Égalité, équité, un jeu de dupes ?

13 août 2018 | Mise à jour le 16 juillet 2018
Par | Photo(s) : Babouse
Égalité, équité, un jeu de dupes ?

La NVO ouvre ses colonnes à une tribune mensuelle sur le langage dans le monde du travail. Intitulée « Le bal des mots dits », elle est écrite à plusieurs mains, selon des styles propres à chacun, par un collectif de chercheurs et de syndicalistes CGT, le Groupe Langage, dans le cadre d'une réflexion sur le travail engagée depuis 2008 par la direction de la CGT.

L'emploi du mot équité précède celui d'égalité. Pour le philosophe grec Aristote, il désigne l'équilibre. C'est un principe de justice, naturel, non écrit, antérieur et supérieur aux lois. Dans l'ancien régime, les tribunaux jugeaient « en équité ». En 1789, les révolutionnaires jugent ce principe arbitraire, car dépendant de qui décide. Ils proclament alors les citoyens libres et égaux « en droit ».

Qu'en est-il aujourd'hui de l'usage fait de ces deux mots ? Le monde capitaliste repose sur trois sources juridiques essentielles : l'égalité en droit, la propriété privée et le contrat. Depuis 1789, les libéraux ont su utiliser l'égalité pour justifier l'exploitation. Ils présentent le contrat comme juste puisque les individus sont égaux en droit. Pourtant le contrat de travail établit un lien de subordination entre le travailleur et l'employeur, et donc un rapport d'inégalité.

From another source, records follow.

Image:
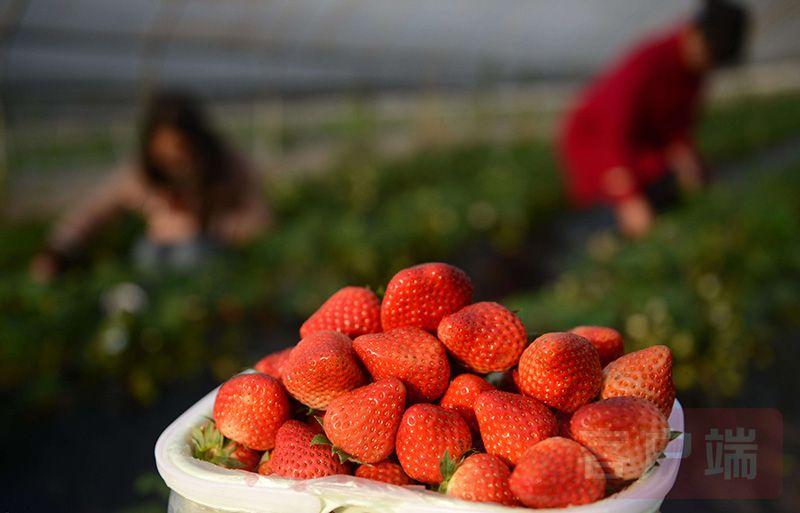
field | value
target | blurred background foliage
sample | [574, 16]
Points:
[717, 280]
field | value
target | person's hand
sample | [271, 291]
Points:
[634, 216]
[688, 169]
[44, 267]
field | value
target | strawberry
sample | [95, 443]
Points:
[353, 311]
[646, 374]
[322, 367]
[410, 354]
[249, 408]
[427, 435]
[562, 370]
[482, 478]
[461, 395]
[208, 444]
[421, 295]
[295, 457]
[385, 472]
[363, 423]
[272, 364]
[511, 423]
[626, 434]
[263, 467]
[556, 473]
[486, 337]
[607, 341]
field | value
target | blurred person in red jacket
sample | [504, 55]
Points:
[193, 191]
[628, 143]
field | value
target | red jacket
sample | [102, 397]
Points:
[629, 117]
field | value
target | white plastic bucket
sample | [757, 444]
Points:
[199, 486]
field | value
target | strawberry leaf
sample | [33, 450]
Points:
[447, 467]
[320, 439]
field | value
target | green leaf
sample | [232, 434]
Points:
[320, 439]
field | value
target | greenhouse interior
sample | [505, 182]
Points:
[186, 187]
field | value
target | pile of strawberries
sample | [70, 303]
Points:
[426, 387]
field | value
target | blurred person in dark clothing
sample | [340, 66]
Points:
[628, 143]
[194, 193]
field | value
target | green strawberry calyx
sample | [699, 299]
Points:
[448, 467]
[344, 457]
[208, 444]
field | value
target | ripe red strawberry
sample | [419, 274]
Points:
[486, 337]
[353, 311]
[322, 367]
[249, 408]
[385, 472]
[208, 444]
[363, 423]
[421, 295]
[562, 370]
[427, 432]
[646, 374]
[511, 423]
[461, 395]
[410, 354]
[626, 434]
[263, 465]
[294, 456]
[556, 473]
[607, 341]
[272, 364]
[482, 478]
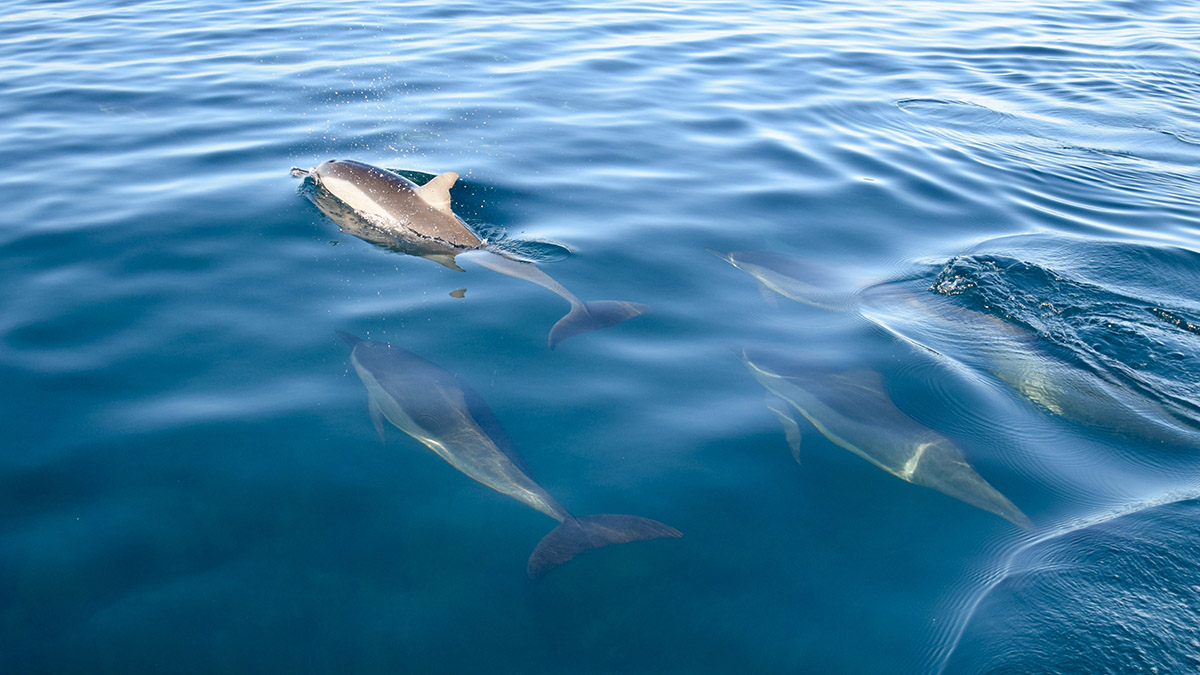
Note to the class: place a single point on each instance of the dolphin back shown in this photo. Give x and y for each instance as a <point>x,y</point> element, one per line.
<point>593,316</point>
<point>580,535</point>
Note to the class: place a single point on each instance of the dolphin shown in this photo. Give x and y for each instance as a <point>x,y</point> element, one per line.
<point>436,407</point>
<point>388,209</point>
<point>852,410</point>
<point>910,311</point>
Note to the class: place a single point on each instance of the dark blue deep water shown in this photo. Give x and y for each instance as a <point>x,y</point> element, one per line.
<point>982,221</point>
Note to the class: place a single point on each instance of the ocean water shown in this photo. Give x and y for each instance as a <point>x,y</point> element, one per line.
<point>984,220</point>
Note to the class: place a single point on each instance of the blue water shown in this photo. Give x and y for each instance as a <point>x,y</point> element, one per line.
<point>190,478</point>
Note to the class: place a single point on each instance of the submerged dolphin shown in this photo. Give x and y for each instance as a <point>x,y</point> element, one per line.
<point>909,310</point>
<point>855,412</point>
<point>437,408</point>
<point>388,209</point>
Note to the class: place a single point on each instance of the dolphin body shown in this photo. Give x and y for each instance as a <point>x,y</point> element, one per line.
<point>935,324</point>
<point>853,411</point>
<point>437,408</point>
<point>388,209</point>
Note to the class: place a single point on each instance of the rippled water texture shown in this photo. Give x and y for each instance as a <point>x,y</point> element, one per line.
<point>981,216</point>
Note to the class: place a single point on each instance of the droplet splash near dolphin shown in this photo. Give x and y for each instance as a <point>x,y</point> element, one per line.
<point>389,210</point>
<point>435,406</point>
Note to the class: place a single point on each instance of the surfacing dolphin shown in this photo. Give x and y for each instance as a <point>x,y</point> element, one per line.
<point>388,209</point>
<point>913,312</point>
<point>852,410</point>
<point>436,407</point>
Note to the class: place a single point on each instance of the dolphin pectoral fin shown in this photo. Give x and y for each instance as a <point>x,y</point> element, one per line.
<point>444,260</point>
<point>791,428</point>
<point>581,535</point>
<point>594,316</point>
<point>376,417</point>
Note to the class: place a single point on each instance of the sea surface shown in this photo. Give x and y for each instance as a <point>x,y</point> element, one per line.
<point>981,222</point>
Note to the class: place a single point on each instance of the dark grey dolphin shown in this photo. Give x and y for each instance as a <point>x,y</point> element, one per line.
<point>436,407</point>
<point>931,322</point>
<point>852,410</point>
<point>388,209</point>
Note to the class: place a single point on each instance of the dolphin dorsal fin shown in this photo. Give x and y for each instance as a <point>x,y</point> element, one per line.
<point>437,191</point>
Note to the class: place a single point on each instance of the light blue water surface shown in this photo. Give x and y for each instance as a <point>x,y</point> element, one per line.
<point>190,479</point>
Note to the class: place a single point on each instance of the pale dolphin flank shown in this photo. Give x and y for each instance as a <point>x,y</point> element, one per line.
<point>855,412</point>
<point>436,407</point>
<point>388,209</point>
<point>907,310</point>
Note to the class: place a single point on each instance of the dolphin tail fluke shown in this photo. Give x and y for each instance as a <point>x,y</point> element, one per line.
<point>580,535</point>
<point>593,316</point>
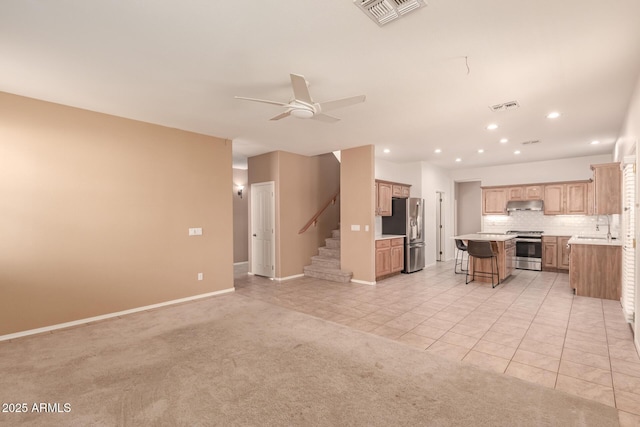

Dans le même ordre d'idées, l'égalité des chances, théorisée par le philosophe américain John Ralws, signifie que le statut social des individus d'une génération ne doit plus dépendre des caractéristiques morales, ethniques, religieuses, financières et sociales des générations précédentes. Penser pouvoir être tous sur la même ligne de départ est une belle idée. Mais c'est une vue de l'esprit. Dans la pensée libérale, seule compte la compétition, où les concurrents ne partent pas tous avec les mêmes armes. L'inégalité réelle prend ainsi le pas sur l'égalité théorique.
Le règne du capital peut s'accommoder d'une égalité formelle, il en va autrement de l'égalité réelle, de l'égalité des conditions. Celle-ci en effet est indissociable d'un autre principe, la solidarité, c'est-à-dire la fraternité dans le langage de 1789.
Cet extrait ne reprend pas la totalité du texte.